In the previous section, we worked on a single partition. This simplifies some concepts, but restricts us to a single consuming thread. This is because Kafka provides the ability to guarantee the order in which a subset of records on a topic are received. Since messages are retrieved in offset order, this left us with a single consuming process.
A single consuming thread is obviously not going to scale well in most production settings. Fortunately, Kafka's partitioning concept provides us with the tools to overcome this limitation. Each topic is divided into a number of partitions. When messages are produced, they're assigned to one of the topic's partitions.
It should be noted that the number of partitions chosen for a topic has many other implications as well, including cluster performance. For now, let's concentrate on the client side of things.

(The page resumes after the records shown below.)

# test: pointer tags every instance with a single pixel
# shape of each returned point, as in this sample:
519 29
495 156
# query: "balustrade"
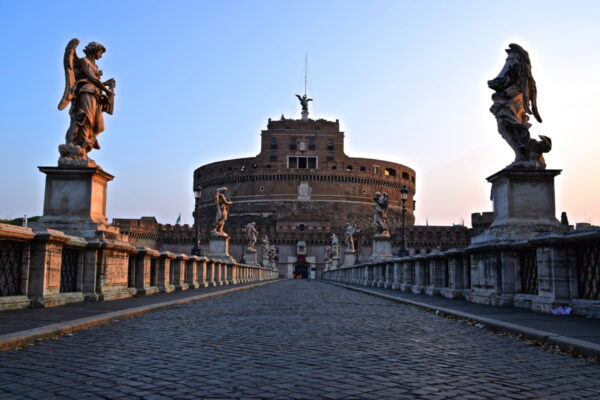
48 268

When new consumers with a consumer group ID subscribe to a topic, Kafka will put that group in a rebalancing state. While in this state, members of the group receive no further messages whilst Kafka reassigns that group's partitions as evenly as possible amongst the group members. Once each member has acknowledged its new assignment, the group returns to an active state and consumption resumes. This way, records may be consumed in parallel whilst still only being processed once by the group.
Choose a topic with multiple partitions. partitioned-topic
should already exist if you ran the setup script earlier.

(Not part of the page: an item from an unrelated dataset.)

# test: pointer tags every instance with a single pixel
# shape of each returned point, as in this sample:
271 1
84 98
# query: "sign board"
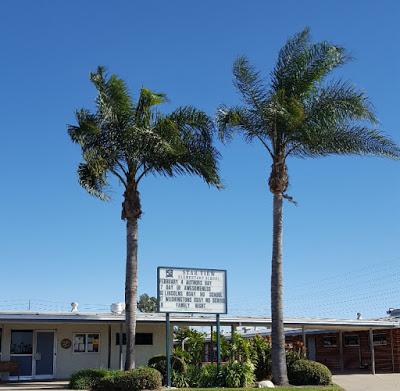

- Create several consumers using the console-consumer tool
- Examine the group using the
kafka-consumer-groups
tool. Notice that the partitions have been divided - Produce a number of records to the topic. Observe that each record is received once, but potentially by different consumers.
Though overridable, the default partitioning strategies make it non-obvious which discrete partition a given message will be written to. Instead, it guarantees us that messages with the same key will be written to the same partition. This provides a way to guarantee that a subset of records will be consumed in the same order as they were written.
For those coming from a rdbms-background, the concept of keys may seem confusing initially. Keys are not necessarily identifiers; rather, they indicate that something is contextually related. In some usages identical keys may indicate a superseding version of a resource (particularly when using the log compaction cleanup policy), but this is not required.
Implement and demonstrate ordered consumption of a topic.